Fiquei na sala com Jacob, que se sentou numa poltrona assim que os vampiros deixaram a sala. Eu olhava a paisagem pela janela. Nossa casa tinha uma vista linda do mar e aquela paisagem de alguma forma me confortava. O sol já estava se pondo e um raio de sol alcançou a janela, eu então pude ver minha nova pele ao sol. Olhei para minhas mãos, minha pele não brilhava como a da minha família, como milhares de diamantes, brilhava como a superfície de um lago quando tocado pelo sol. Era translucida, de um brilho irregular. Vi também, no meu pulso, a corrente que minha mãe me deu. Lembrei-me da minha caminhada pela manhã, e do que ela falou a respeito do Jake, de como eu devia aceitar esse sentimento. Me virei instintivamente na direção dele, e ele também olhava os reflexos da minha pele. Seus olhos encontraram os meus, ele me encarava de um jeito diferente agora, parecia intrigado e ao mesmo tempo maravilhado. Eu senti uma onda de calor queimando toda minha pele, como se eu estivesse nos seus braços. Voltei-me novamente pra janela, tentando esquecer aquele olhar. Meu pai certamente estava nos ouvindo agora. Agucei minha nova audição, tentando ouvir o que eles conversavam no quarto. Tive que prestar muita atenção, pois eles falavam tão baixo e rápido que se eu não tivesse me "transformado" esta tarde, com certeza não conseguiria ouvi-los.

–-Ainda não é o momento Bella.

–-E quando será? Ela já esta crescida agora, não está?

–-Mas ela está muito confusa. Eu queria que ela pudesse conviver com os humanos antes, e tentasse ter uma vida normal.

–-Ela nunca vai ter uma vida normal Edward, você sabe que não. Porque adiar?

–- Shh! Ela pode nos ouvir.

–-Vamos então. – Minha mãe bufou.

Eles demoraram mais um pouco e saíram do quarto trazendo duas malas pequenas. Do que eles falavam? Meu pai parecia repreender minha mãe por algo. Pensei que pudesse ser pela conversa que agora a pouco eu me recordava.

Eles pisavam o último degrau da escada quando vovô apareceu de algum lugar com uma seringa. Aquilo parecia inútil pra mim. Eu me sentia muito mais forte agora.

–-Isso não vai da certo vô.

–-Não custa tentar. Se eu conseguir mais pouco do seu sangue eu posso fazer uma análise mais detalhada e descobrir até onde vão essas mudanças.

Ele me fez sentar no sofá e se posicionou na minha frente. Meu pai se afastou, mas minha mãe veio até mim, ficando do meu lado. A agulha a primeira vista, pareceu que não perfuraria a minha pele, mas com algum esforço ela conseguiu romper o que parecia uma couraça, chegando até minha veia, de onde meu avô conseguiu extrair uma boa quantidade de sangue. Eu não senti dor alguma, só uma pequena picada quando a agulha atravessou a pele espessa. Meu avô parecia muito contente com a quantidade de sangue que ele conseguiu.
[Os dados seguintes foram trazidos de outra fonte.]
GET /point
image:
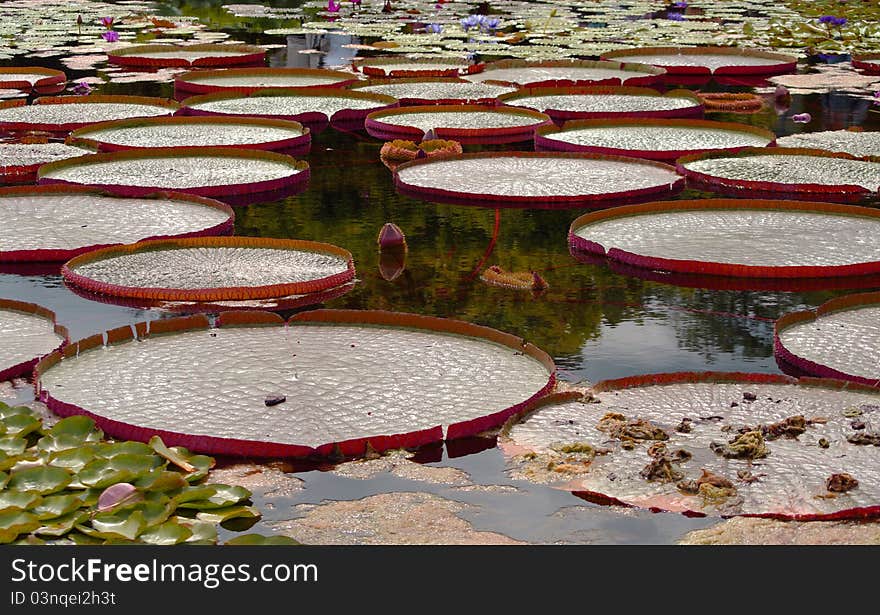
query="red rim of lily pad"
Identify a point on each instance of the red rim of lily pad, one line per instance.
(784, 356)
(306, 117)
(188, 84)
(649, 380)
(25, 368)
(544, 140)
(387, 131)
(164, 103)
(58, 255)
(842, 192)
(354, 447)
(51, 83)
(781, 63)
(133, 56)
(868, 63)
(643, 74)
(373, 67)
(411, 101)
(563, 115)
(295, 181)
(218, 293)
(83, 137)
(550, 201)
(690, 266)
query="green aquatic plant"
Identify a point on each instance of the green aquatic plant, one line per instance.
(68, 485)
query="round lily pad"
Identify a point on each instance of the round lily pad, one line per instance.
(462, 123)
(415, 67)
(859, 144)
(66, 113)
(735, 237)
(247, 80)
(528, 179)
(211, 269)
(175, 132)
(32, 79)
(27, 332)
(306, 105)
(561, 73)
(203, 55)
(784, 170)
(716, 444)
(20, 161)
(215, 171)
(349, 379)
(657, 139)
(436, 91)
(841, 339)
(708, 60)
(597, 102)
(55, 223)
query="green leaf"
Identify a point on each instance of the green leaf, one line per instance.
(169, 533)
(18, 500)
(43, 480)
(259, 539)
(219, 515)
(115, 525)
(15, 522)
(54, 506)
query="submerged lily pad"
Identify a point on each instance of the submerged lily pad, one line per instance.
(734, 444)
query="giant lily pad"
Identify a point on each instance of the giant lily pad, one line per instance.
(349, 378)
(841, 339)
(55, 223)
(206, 171)
(306, 105)
(27, 332)
(569, 73)
(750, 238)
(859, 144)
(596, 102)
(22, 160)
(247, 80)
(211, 269)
(657, 139)
(204, 55)
(527, 179)
(462, 123)
(708, 60)
(711, 444)
(66, 113)
(436, 91)
(32, 79)
(784, 170)
(175, 132)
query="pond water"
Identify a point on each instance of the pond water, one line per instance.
(595, 323)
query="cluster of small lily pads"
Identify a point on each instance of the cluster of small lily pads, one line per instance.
(66, 484)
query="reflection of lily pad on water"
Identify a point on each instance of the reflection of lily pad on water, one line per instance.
(215, 171)
(55, 223)
(212, 269)
(535, 179)
(66, 113)
(176, 132)
(657, 139)
(714, 444)
(462, 123)
(349, 377)
(27, 332)
(733, 237)
(605, 102)
(841, 339)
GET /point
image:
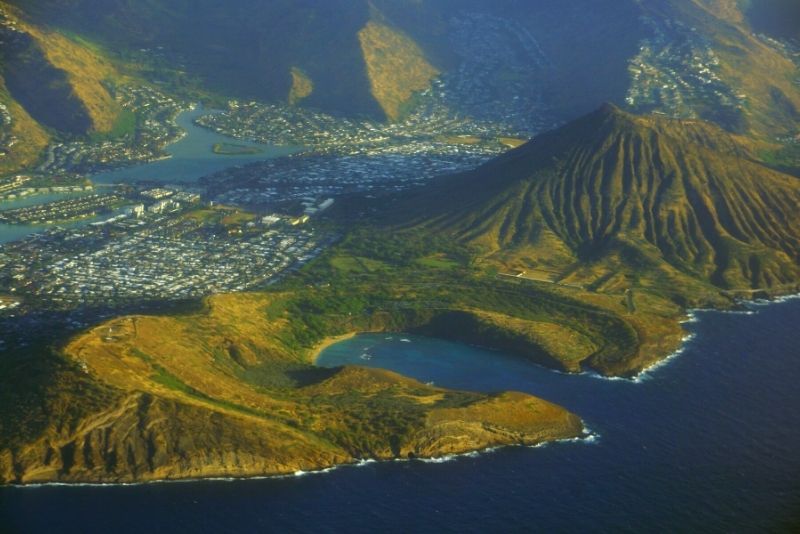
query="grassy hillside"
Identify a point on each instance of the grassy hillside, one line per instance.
(29, 137)
(614, 199)
(396, 66)
(62, 83)
(223, 392)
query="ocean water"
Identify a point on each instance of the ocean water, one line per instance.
(709, 442)
(192, 156)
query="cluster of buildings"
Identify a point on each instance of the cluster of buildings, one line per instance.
(153, 257)
(274, 182)
(472, 101)
(61, 210)
(676, 72)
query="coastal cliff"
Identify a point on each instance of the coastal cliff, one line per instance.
(218, 397)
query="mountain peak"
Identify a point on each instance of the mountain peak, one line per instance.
(636, 200)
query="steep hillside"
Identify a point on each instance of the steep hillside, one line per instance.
(396, 67)
(61, 83)
(21, 138)
(703, 60)
(222, 393)
(617, 199)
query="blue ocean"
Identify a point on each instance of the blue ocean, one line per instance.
(708, 442)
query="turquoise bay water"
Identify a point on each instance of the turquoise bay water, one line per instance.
(192, 157)
(707, 443)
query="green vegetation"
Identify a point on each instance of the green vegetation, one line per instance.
(613, 201)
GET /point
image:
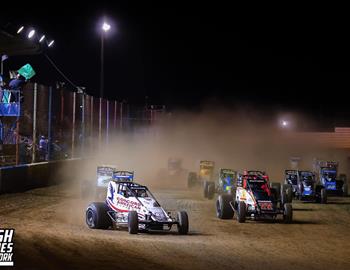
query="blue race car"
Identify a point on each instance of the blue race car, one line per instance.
(225, 184)
(305, 187)
(327, 173)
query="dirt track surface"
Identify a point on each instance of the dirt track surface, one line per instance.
(51, 234)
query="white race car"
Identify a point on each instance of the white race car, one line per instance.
(97, 187)
(132, 205)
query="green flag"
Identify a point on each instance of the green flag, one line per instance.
(27, 71)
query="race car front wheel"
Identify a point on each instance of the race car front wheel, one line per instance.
(223, 207)
(182, 219)
(287, 213)
(133, 222)
(242, 209)
(97, 217)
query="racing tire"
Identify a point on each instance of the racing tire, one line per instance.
(100, 193)
(284, 199)
(345, 189)
(133, 222)
(287, 213)
(289, 192)
(97, 217)
(210, 190)
(242, 210)
(183, 224)
(223, 207)
(323, 196)
(191, 180)
(277, 187)
(205, 189)
(85, 189)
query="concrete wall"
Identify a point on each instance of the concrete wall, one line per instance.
(24, 177)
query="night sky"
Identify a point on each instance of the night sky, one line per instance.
(181, 54)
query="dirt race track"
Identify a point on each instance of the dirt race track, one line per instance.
(50, 233)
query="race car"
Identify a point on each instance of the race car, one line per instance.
(225, 184)
(206, 173)
(255, 199)
(327, 174)
(305, 187)
(105, 173)
(132, 205)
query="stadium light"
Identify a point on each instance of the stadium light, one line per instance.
(31, 33)
(42, 38)
(51, 43)
(106, 27)
(20, 29)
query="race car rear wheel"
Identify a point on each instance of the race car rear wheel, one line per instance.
(210, 190)
(289, 192)
(287, 213)
(133, 222)
(277, 187)
(182, 219)
(323, 198)
(223, 207)
(86, 189)
(242, 209)
(97, 217)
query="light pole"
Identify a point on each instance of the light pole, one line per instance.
(105, 28)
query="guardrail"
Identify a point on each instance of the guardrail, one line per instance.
(20, 178)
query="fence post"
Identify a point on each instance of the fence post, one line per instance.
(17, 140)
(82, 123)
(121, 115)
(107, 123)
(62, 115)
(115, 115)
(49, 125)
(92, 123)
(100, 122)
(34, 121)
(73, 124)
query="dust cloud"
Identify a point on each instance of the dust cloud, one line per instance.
(238, 139)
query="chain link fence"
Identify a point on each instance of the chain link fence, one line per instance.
(55, 123)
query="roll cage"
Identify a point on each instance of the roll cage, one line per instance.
(132, 189)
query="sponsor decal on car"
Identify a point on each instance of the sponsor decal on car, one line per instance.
(265, 205)
(128, 203)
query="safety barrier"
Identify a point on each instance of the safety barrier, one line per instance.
(24, 177)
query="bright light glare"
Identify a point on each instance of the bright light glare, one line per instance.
(106, 27)
(20, 29)
(31, 33)
(51, 43)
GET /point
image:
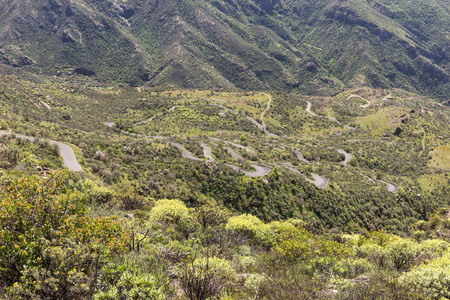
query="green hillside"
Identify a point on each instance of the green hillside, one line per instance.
(315, 47)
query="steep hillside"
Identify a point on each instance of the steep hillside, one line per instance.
(364, 158)
(316, 47)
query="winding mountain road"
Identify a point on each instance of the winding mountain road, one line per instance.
(207, 152)
(318, 181)
(358, 96)
(308, 110)
(301, 157)
(69, 158)
(259, 170)
(390, 186)
(348, 157)
(184, 152)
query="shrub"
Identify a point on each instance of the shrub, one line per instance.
(403, 252)
(206, 278)
(169, 212)
(50, 248)
(432, 279)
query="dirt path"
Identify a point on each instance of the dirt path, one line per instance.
(308, 110)
(317, 180)
(67, 154)
(358, 96)
(259, 170)
(301, 157)
(348, 157)
(234, 154)
(207, 152)
(234, 144)
(157, 115)
(185, 153)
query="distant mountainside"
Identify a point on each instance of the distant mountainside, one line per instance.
(314, 46)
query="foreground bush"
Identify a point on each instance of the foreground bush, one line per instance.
(50, 248)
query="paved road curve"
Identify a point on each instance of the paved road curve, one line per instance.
(348, 157)
(70, 161)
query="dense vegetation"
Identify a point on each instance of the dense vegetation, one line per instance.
(315, 47)
(53, 248)
(143, 221)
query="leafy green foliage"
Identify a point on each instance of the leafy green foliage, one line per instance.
(49, 247)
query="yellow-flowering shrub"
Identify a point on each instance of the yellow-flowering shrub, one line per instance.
(432, 279)
(169, 212)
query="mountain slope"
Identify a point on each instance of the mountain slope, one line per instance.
(316, 46)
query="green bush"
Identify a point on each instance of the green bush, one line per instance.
(169, 212)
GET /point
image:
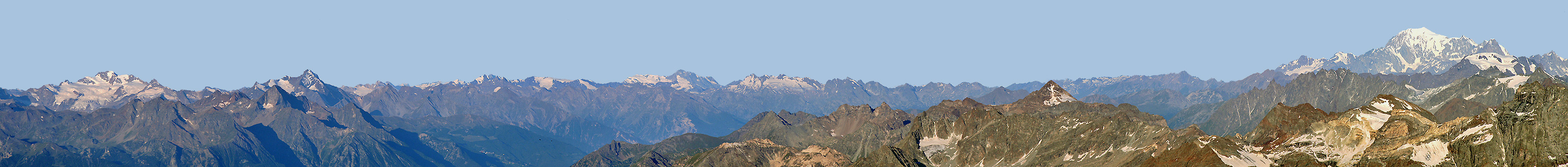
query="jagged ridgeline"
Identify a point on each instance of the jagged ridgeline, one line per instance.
(1050, 128)
(269, 127)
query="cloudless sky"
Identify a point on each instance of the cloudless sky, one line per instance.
(231, 44)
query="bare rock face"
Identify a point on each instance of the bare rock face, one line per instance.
(1045, 128)
(1388, 132)
(766, 153)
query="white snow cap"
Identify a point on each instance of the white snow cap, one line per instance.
(781, 82)
(1056, 96)
(1495, 60)
(106, 89)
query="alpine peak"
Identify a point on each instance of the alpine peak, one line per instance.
(1051, 94)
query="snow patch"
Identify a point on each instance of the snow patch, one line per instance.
(932, 146)
(1474, 130)
(1244, 160)
(1493, 60)
(1514, 82)
(1431, 153)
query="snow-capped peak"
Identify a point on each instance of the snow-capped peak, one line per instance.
(1057, 96)
(109, 79)
(781, 84)
(1495, 60)
(1302, 66)
(106, 89)
(648, 80)
(681, 80)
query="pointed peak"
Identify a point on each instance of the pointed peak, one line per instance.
(109, 79)
(1051, 94)
(1387, 103)
(1418, 32)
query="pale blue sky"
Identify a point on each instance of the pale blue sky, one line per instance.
(233, 44)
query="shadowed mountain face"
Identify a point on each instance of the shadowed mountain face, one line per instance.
(272, 127)
(952, 133)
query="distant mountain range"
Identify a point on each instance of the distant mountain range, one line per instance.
(1420, 100)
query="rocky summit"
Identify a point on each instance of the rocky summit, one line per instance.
(1418, 100)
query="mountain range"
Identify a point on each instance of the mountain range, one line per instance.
(1423, 99)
Claro que não contente como um vampiro ficaria.

O resto da família descia as escadas segurando algumas malas na mão. Tio Jass levava algumas a mais que os outros. Eu e Jake nos preparamos para ir embora. Eu não queria ficar pra vê-los partir. Doeria menos pensar que eles ainda estavam só a algumas milhas de mim. Nos dirigimos para a porta. Tia Alice foi a única a se aproximar. Ela me abraçou e ficou na ponta dos pés para me dar um beijo na testa.

–-Como você cresceu! Amanhã eu e a Bella vamos sair pra comprar algumas roupas novas pra você.

–-Obrigada tia. -- eu estava realmente precisando, depois da faxina que eu fiz no meu closet não me sobraram muitas peças. E agora com essa mudança as roupas que me sobraram mal me serviam.

Abracei meu pai e minha mãe, me despedi de todos e segui pra o chalé com Jake, que não me dirigiu nenhuma palavra todo o caminho.